What do you Feel when you’re procrastinating?
What do you Think when you’re procrastinating?
A. Oh, I really should be doing that. And that. And that, too
B. I’m only making it worse but I can’t help myself
C. Shouldn’t someone else being doing this kind of thing?
What do you Do when you’re procrastinating?
A. A little of a lot of things to keep all the balls in the air
B. Nothing, but I think about it
C. Grouse a bit and then forget about it
If you chose mostly A answers, read about Pinball Procrastinators, below. Mostly B’s, you’re likely a Paralyzed Procrastinator, and C’s are Put-Upon. If you had a variety of letters in your answer, look for yourself in all three types, because you’ve developed a hybrid style of stalling.
A. Pinball Procrastinator
You’ve got plenty of good ideas. They seem to spring up in almost every conversation, making you the go-to person for your less-generative friends. On the flip side, lots of good ideas mean lots to get done. And you definitely want to…if only you weren’t feeling so overwhelmed by it all. Sure, you’re busy, bouncing from one pursuit to another, but somehow you don’t end up doing what needs to get done now.

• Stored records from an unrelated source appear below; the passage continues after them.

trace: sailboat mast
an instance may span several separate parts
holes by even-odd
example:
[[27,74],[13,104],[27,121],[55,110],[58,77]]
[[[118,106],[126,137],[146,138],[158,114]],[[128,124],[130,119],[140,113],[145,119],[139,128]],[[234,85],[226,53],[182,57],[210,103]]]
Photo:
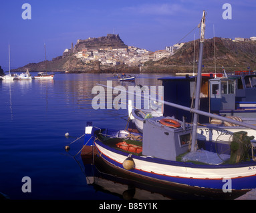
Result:
[[10,44],[9,44],[9,74],[11,75]]
[[[202,79],[202,65],[203,65],[203,46],[205,42],[205,11],[203,12],[203,18],[201,20],[201,33],[200,36],[200,46],[199,46],[199,57],[198,64],[198,71],[197,77],[197,85],[196,85],[196,94],[195,100],[195,109],[199,110],[200,106],[200,91],[201,87],[201,79]],[[193,117],[193,126],[192,130],[192,142],[190,151],[193,152],[197,150],[197,122],[199,120],[199,114],[195,113]]]
[[47,61],[46,61],[46,50],[45,50],[45,43],[44,43],[44,54],[45,57],[45,71],[47,71],[46,65],[47,65]]

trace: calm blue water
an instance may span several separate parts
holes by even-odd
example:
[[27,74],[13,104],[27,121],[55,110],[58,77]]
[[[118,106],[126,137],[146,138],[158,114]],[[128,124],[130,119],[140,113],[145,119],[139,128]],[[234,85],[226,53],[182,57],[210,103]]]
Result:
[[[136,85],[161,85],[161,75],[137,75]],[[80,154],[86,121],[124,128],[126,110],[94,110],[97,83],[122,85],[112,74],[55,74],[54,81],[0,81],[0,192],[11,199],[120,199],[87,184]],[[134,85],[124,83],[123,86]],[[70,137],[66,138],[65,133]],[[31,180],[24,193],[23,177]]]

What’s really stopping you: Not knowing how to start or tackle the task.
B. Paralyzed Procrastinator
There are many entry points to this place of inaction. You might be backing away from something you know will be hard. Or you’re used to others criticizing or re-doing your work. Then again, you could have set the bar too high for yourself. All of these land you in the same situation: waiting patiently for the perfect moment to get it right, until you wait so long, there’s no time.
What’s really stopping you: Reluctance to be judged — by others, yourself, or both.

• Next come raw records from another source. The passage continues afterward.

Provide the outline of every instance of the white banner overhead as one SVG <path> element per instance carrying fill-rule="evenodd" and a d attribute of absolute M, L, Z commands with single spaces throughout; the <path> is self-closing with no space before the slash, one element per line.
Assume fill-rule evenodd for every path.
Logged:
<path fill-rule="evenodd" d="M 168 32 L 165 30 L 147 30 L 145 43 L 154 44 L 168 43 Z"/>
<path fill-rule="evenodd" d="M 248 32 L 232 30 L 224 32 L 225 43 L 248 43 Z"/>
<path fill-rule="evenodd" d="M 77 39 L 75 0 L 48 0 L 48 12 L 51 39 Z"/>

C. Put-Upon Procrastinator
You’re one of the most productive people you know. That’s why the label of procrastinator seems so not right. But if you lift up your pile of accomplishments, you’ll find a persistent list of not-so-interesting items that aren’t getting done. Is it paperwork? Writing thank-you notes? Taking down the recycling? The common element is that it’s boring, and, well, not that important to you. So you regularly put it off in favor of more significant stuff.

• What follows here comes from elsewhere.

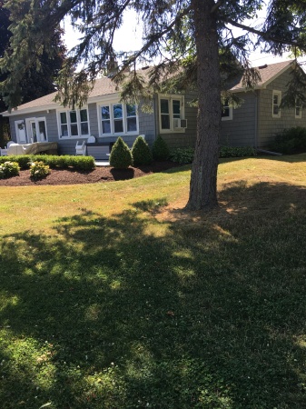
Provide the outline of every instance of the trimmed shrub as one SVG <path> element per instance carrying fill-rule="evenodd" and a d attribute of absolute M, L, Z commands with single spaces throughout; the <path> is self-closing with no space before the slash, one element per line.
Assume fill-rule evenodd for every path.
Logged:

What’s really stopping you: Boredom, and a belief that it’s not a good use of your time.
Did you see yourself in one of these? Or a bit in all three? By admitting that you procrastinate, and digging into why, you take a giant step forward. But don’t be tempted to stop there. You also need to tackle how you procrastinate.
Consider these popular delay tactics — and some maneuvers to undo them.
• Productive procrastination. You’re busy-busy-busy getting stuff done, crossing items off your list…and actively avoiding you-know-what. But as long as you remain on-the-go, no one can say you don’t have a good excuse, right?
If you want to stop this: Put only the critical items on your to-do list, and don’t let yourself stray from your set agenda.
• Unproductive procrastination. Similar to productive procrastination, you push the unwanted to-do off your radar, but instead of filling your time with lots of other tasks, you simply go about your day as if the unwanted task didn’t exist.
If you want to stop this: Turn the task from invisible to unavoidable. Make it an obstacle that must be dealt with before you can move on to more welcome activities. For instance, you can’t pick up your new floating chair for the pool party until you go to the Post Office and buy stamps.
• Waiting for perfect. You can’t get started, or finished, if circumstances aren’t just so. So, you don’t.
If you want to stop this: Prove to yourself that you don’t need a perfect moment to perform. Use your scraps of free time, five minutes here or 20 minutes there, to make progress.
These solutions won’t feel good at first because you’re pitting your rational side against your emotional one. But the more often your rational side perseveres, the easier it will get. But there is one catch: You have to want to stop procrastinating for any approach to work.